Some horses are just like people, except they’re richer. And most are nicer, especially if approached in the right way. I approached this one, Windy City II from the front.
Windy City II was bred in Ireland [actually England] three years ago and is the only horse around which insists on a green bridle and a green saddle on St. Patrick’s Day. In fact he likes everything green but his jockey, including money and grass.
Physically, Windy City II wouldn’t stand out from the common herd. He’s just a finger over fifteen hands high and weighs a svelte 1025 pounds. He’s a liver chestnut. That’s a color, Mac.
‘Windy,’ I asked, ‘where did you get your name, Windy City II? Did your first owner go to Chicago twice or what?’

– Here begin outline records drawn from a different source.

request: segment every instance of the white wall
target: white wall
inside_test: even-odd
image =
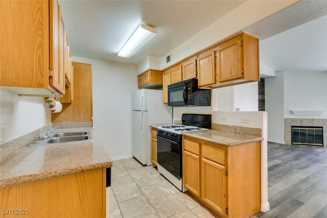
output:
[[[114,159],[132,157],[132,93],[137,89],[136,66],[79,57],[93,69],[93,125]]]
[[[285,71],[285,118],[327,119],[321,115],[294,115],[290,110],[327,111],[327,72]]]
[[[43,106],[42,97],[19,96],[0,90],[0,124],[6,124],[6,140],[10,141],[51,123],[51,112]]]
[[[171,51],[167,68],[199,51],[238,33],[240,30],[295,4],[295,1],[247,1]],[[161,59],[165,56],[161,57]]]
[[[285,144],[284,73],[265,79],[265,108],[268,113],[268,141]]]
[[[234,85],[234,110],[258,111],[259,92],[258,82]]]
[[[321,115],[294,115],[294,111],[327,111],[327,72],[281,71],[265,79],[268,141],[285,144],[284,119],[327,119]]]
[[[183,113],[211,114],[215,111],[258,111],[258,82],[250,82],[212,90],[211,106],[174,107],[174,119],[180,120]],[[226,124],[226,123],[225,123]]]

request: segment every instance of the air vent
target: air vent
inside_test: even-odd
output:
[[[165,67],[166,65],[171,63],[172,62],[172,56],[171,53],[169,53],[162,57],[161,59],[161,64],[162,67]]]

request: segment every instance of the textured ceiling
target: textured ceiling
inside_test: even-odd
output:
[[[244,1],[60,1],[72,55],[137,64],[162,57]],[[117,56],[143,22],[158,34],[130,58]]]
[[[260,38],[260,62],[275,71],[327,72],[327,1],[302,1],[244,30]]]
[[[162,57],[244,2],[60,0],[60,4],[72,55],[137,64],[148,56]],[[327,0],[303,0],[240,30],[260,38],[261,62],[273,70],[327,71],[326,15]],[[141,22],[155,27],[158,34],[130,58],[118,56]]]

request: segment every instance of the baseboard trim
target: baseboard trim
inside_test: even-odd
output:
[[[275,143],[282,144],[283,145],[285,144],[285,142],[284,141],[274,140],[273,139],[268,139],[267,141],[269,142],[273,142]]]
[[[260,210],[261,212],[267,212],[270,209],[270,205],[269,205],[269,202],[266,202],[261,204],[261,209]]]
[[[118,161],[118,160],[126,159],[127,158],[132,158],[132,155],[128,155],[127,156],[117,157],[116,158],[111,158],[113,161]]]

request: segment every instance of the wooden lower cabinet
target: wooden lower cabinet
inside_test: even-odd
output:
[[[183,143],[183,182],[190,193],[223,217],[260,211],[260,142],[226,146],[184,136]]]
[[[152,127],[151,128],[151,162],[153,164],[157,165],[157,129]]]
[[[189,191],[200,197],[200,156],[184,151],[184,185]]]
[[[1,188],[0,207],[8,217],[105,217],[106,169]]]
[[[225,213],[226,207],[226,167],[201,158],[202,198],[216,211]]]

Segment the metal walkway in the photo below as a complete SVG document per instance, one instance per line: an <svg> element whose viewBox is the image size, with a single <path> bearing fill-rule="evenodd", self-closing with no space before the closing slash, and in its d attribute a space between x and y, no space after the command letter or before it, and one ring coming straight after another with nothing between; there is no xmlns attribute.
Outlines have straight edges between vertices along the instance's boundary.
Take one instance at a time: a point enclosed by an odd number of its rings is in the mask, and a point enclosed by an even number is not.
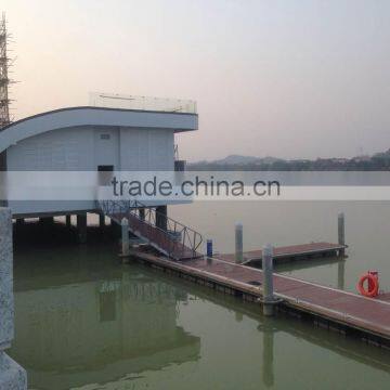
<svg viewBox="0 0 390 390"><path fill-rule="evenodd" d="M193 229L145 206L138 200L102 200L103 213L119 225L123 218L129 221L129 231L145 239L160 253L173 260L199 258L202 235Z"/></svg>

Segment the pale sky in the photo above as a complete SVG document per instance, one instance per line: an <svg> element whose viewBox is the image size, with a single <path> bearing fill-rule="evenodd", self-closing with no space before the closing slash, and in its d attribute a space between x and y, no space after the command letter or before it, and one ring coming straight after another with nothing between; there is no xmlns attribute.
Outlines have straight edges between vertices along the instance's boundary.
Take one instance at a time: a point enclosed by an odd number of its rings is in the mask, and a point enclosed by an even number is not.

‘No, not at all,’ Windy City II explained in his rich Irish brogue. ‘Ray Bell, who bought me for 700 guineas (about 2100 of your bucks) just wanted a flashy American name for me. The ‘2nd’ was added when I came to America.’
Then, modestly, for Windy is no blowhard, he added ‘I’ve only been second once.’
He was right. I checked the record book because after what some race horses have done to me, I don’t trust them. The Irish-bred upstart won six, was second but once and finished out of the money once.
Although only 3, the contender for two of racing’s richest features, the $100,000 Santa Anita Derby and the Kentucky Derby (and maybe even the Hundred Grander) has raced in more countries than most of us ever see.
So far he’s stretched his powerful legs on tracks in Ireland, England, France and the U.S.A.
‘How’s the chow here?’ I asked in lieu of an intelligent question.
‘Fine, fine,’ Windy replied. ‘I get 12 quarts of oats a day, plus mash and plenty of carrots. No Irish potatoes, though.’
Windy’s ability to travel about without any ill effects amazes thoroughbred experts. Usually it takes a horse anywhere from weeks to months to become acclimated after a lengthy journey. Windy just packs up his nosebag and goes.
‘What was your first race?’ I asked.
‘April, 1951, at Phoenix Park on the auld sod in Ireland. Won by 10 lengths,’ said Windy, ‘Then I headed for England and won again. Back to Ireland for the Phoenix Plate, a juvenile classic. I beat 15 2-year-olds, winning by eight lengths. Then it was back to England again. I was beginning to feel like a commuter. This time I ran in the famed Gimcrack Stakes in York and my jockey was none other than Gordon Richards, England’s leading rider for more than a decade.’
Here Windy finally paused just as I had begun to feel that Bell had other reasons for so naming him. After a sip of water he continued:
‘I can’t remember ever being so excited. I shot out of there like a fired up 2-year-old, which I was at the time, and Richards lost his irons. Eventually we got squared away and I went on to win by five lengths.’
Then he sighed, nostalgically I thought, and said, ‘Then I went to France.’
It was in France, Windy told me, that he first ran afoul of defeat.
‘I was turned sideways and admiring the fall styles – Paris in October, you know – when boom, someone sprung the barrier. A little French filly, Pomare, beat me by a head. But I was giving her 10 pounds.’
Windy shouldn’t feel badly. Everybody chases fillies in France.
For a colt that originally sold for $2100, Windy City has done wonders. Eight starts, six wins, one second and once out of the money.
Besides, he’s an interesting conversationalist.
He’s a wonder horse – so it’s no wonder he can talk.”